That doesn’t sound like much, -1.8%, but apart from recent months this would’ve been the third worst result since 2009. Mexico has rarely experienced that kind of seemingly mild contraction. It signals how something has significantly changed since the middle of 2018.
Month-to-month changes aside, Mexican industry continues to paint a bleak picture of global activity. Like Germany or Japan, Mexico’s economy especially its major manufacturing base (maquiladoras) is linked directly to exports and therefore global demand.
We are interested in figuring out which way that might be heading. Vice Chairman Richard Clarida last week had said:
In 2019, sluggish growth abroad and global developments weighed on investment, exports, and manufacturing in the United States, although there are some indications that headwinds to global growth may be beginning to abate.
He called them “global headwinds and global disinflationary pressures” thereby unwittingly discovering the effects of the global eurodollar system without appreciating anything about their real cause. Thus, we have to ask, how would he know if they are abating since he doesn’t know what they are?
Mexico’s industrial sector helps us answer that question. Unsurprisingly, it doesn’t look like headwinds and monetary pressures are tailing off. If anything, they remain at best consistent (downturn), at worst consistent in which direction the global economy seems to be taking (downturn getting worse).
Even Fed officials have figured out (it only took them twelve years) that the US economy is no island. If there are global headwinds and disinflationary pressures those will have an effect on how the US economy is able to perform. As Clarida admitted, domestic investment, exports, and manufacturing are directly at risk.
But it’s not limited to just the small corner for manufacturing, as officials would like for you to believe. The entire economy is at risk, only beginning with industry. Again, look to our southern neighbors.
There isn’t a deep roster of sentiment indicators for Mexican industry and manufacturing like there is elsewhere in other similar economies. Take Japan, for example.
Using Japan as a similar proxy, to begin with Japanese industry has become very much in sync with Mexico.
In fact, what we continue to find is that for Euro$ #4, particularly after the global monetary landmine was struck late in 2018, the global economy is arguably the most synchronized it has been since 2009. That is likely why in many of these places we are finding conditions more like that year than any other in between.
The global headwinds seem at their strongest, more so than during the EM wipeout of Euro$ #3 2014-16.
Now the forward-looking measures in Japan continue to progress downward. Outside of a few European sentiment numbers, those susceptible to emotional love for the ECB, I really don’t know what Clarida might be looking at. Japanese trends aren’t outliers at all; there is more around the world which is and has been consistent with them than not.

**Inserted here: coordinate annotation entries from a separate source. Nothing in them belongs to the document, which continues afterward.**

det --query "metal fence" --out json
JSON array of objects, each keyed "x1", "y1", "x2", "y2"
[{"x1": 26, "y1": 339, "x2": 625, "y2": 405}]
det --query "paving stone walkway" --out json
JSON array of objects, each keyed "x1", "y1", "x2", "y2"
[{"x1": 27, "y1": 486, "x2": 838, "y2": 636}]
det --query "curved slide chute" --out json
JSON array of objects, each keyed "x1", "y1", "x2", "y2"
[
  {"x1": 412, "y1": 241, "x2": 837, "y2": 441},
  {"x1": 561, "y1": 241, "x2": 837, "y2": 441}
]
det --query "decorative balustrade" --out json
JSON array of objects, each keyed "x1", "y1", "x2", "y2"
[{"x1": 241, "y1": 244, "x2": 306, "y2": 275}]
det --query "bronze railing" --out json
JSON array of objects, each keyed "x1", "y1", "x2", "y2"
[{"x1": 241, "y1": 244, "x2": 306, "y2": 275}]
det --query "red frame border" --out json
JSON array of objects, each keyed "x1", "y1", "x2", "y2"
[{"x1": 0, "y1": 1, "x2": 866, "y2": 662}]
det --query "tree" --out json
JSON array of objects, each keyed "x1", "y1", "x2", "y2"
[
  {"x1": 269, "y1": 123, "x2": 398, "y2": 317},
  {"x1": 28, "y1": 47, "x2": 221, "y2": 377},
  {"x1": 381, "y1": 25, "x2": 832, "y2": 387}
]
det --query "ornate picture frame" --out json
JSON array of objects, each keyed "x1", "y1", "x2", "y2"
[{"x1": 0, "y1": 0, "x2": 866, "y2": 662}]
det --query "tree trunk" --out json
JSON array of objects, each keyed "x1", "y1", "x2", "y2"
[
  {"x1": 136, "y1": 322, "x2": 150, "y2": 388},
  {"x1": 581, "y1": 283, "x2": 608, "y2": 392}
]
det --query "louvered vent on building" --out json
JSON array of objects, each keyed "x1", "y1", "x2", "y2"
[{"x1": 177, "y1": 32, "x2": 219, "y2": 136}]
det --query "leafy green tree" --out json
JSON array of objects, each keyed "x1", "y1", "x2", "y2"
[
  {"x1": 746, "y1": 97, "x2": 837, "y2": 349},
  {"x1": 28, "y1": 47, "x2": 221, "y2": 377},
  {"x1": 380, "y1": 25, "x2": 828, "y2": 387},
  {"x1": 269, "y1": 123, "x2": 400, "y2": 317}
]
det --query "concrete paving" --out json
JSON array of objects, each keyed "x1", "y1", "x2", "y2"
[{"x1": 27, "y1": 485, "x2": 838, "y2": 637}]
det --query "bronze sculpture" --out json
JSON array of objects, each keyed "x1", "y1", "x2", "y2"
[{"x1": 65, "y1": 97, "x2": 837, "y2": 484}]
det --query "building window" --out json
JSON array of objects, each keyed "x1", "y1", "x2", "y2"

If our chief aim is to analyze the state of global headwinds and disinflationary pressures, the evidence for them accelerating is abundant. Across any range of leading indicators and sentiment in Japan, for example, the trend is not just negative but getting really serious. As bad as things stood to close out 2019, what the various other indications suggest about 2020 is, again, way, way too much of 2009.
That would mean not just serious headwinds and disinflationary pressures in and around Japan. This globally synchronized downturn becomes more synchronized and therefore more (deeper) the downturn.
Germany like Japan and Mexico managed to stay out of “official” recession last year. The data here for the latter two, like most of the data for the former, says that it isn’t likely any of them will manage to repeat the feat in 2020. As bad as conditions became, they keep trending lower even though it has taken more than a year, and in some cases, more than two years, just to get this far.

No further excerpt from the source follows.